政略懐妊~赤ちゃんを宿す、エリート御曹司の甘く淫らな愛し方~
「コップ片づけてくる」

 一方的に言ってふたつのカップを手にして立ち上がった航君。

「もうやめてください……っ!」

 気づいたら立ち上がり、キッチンへ向かう彼の背中に向かって叫んでいた。

「……千波?」

 びっくりして足を止め、振り返り私を見た彼に思いをぶつけた。

「私たちは、お互いの利害が一致したから結婚したに過ぎない関係ですよね? それなのに、どうして航君は必要以上に私に優しくするんですか?」

 結婚して子供を産んでくれればそれでいいんでしょ? 私たちは普通の結婚ではないはず。

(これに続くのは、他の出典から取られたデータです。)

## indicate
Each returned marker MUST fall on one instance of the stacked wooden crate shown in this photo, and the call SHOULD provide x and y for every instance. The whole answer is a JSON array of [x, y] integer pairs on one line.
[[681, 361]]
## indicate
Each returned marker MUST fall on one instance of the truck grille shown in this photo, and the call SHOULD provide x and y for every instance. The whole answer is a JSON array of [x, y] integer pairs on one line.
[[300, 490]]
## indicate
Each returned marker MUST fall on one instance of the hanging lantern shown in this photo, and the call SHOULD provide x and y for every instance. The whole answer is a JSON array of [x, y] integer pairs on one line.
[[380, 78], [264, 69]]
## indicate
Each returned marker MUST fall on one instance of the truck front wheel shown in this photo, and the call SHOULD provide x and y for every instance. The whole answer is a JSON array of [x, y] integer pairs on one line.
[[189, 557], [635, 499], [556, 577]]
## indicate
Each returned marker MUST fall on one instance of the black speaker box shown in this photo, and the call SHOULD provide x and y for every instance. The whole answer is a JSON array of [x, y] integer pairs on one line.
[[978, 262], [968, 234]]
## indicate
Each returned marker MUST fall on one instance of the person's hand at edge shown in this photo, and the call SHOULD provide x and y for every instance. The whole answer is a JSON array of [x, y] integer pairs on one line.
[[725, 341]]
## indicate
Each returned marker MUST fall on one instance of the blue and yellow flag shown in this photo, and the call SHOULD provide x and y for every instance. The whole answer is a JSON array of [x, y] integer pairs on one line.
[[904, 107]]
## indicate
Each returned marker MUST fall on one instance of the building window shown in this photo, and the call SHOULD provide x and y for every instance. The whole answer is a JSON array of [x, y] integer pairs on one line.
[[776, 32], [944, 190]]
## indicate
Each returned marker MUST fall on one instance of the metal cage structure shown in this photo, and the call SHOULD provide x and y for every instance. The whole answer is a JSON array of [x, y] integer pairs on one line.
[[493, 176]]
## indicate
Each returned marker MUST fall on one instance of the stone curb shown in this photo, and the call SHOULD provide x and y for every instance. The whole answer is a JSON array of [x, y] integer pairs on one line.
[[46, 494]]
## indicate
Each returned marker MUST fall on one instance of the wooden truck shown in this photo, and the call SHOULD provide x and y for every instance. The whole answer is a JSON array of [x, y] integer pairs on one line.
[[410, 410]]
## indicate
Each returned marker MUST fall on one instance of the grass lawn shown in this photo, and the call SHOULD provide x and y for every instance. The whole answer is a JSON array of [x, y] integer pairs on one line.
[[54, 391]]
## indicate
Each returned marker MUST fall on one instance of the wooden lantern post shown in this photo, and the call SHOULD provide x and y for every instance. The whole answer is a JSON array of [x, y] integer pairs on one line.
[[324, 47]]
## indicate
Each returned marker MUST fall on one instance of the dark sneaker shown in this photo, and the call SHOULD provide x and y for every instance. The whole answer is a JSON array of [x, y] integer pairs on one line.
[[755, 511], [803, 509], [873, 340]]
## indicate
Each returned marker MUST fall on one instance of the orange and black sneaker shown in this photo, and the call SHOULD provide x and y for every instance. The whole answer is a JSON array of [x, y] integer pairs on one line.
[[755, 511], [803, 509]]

「プロポーズに誕生日プレゼントまで用意してくれて、さっきみたいに私の心を惑わすようなことばかり言って、航君は私とどうなりたいんですか?」

 こんなこと聞きたくなかった。だってこれでは私は航君のことが好きだと言っているようなものだもの。

 彼にその気がなかったら、迷惑以外のなにものでもない。もしかしたら今までのように接してくれなくなるかもしれないとわかっていながら、止めることはできなかった。

 その気がないならもう優しくしないで。ただの契約の関係でいいならそう接してほしい。でも、もし少しでも私と同じ気持ちでいてくれているなら聞かせてほしい。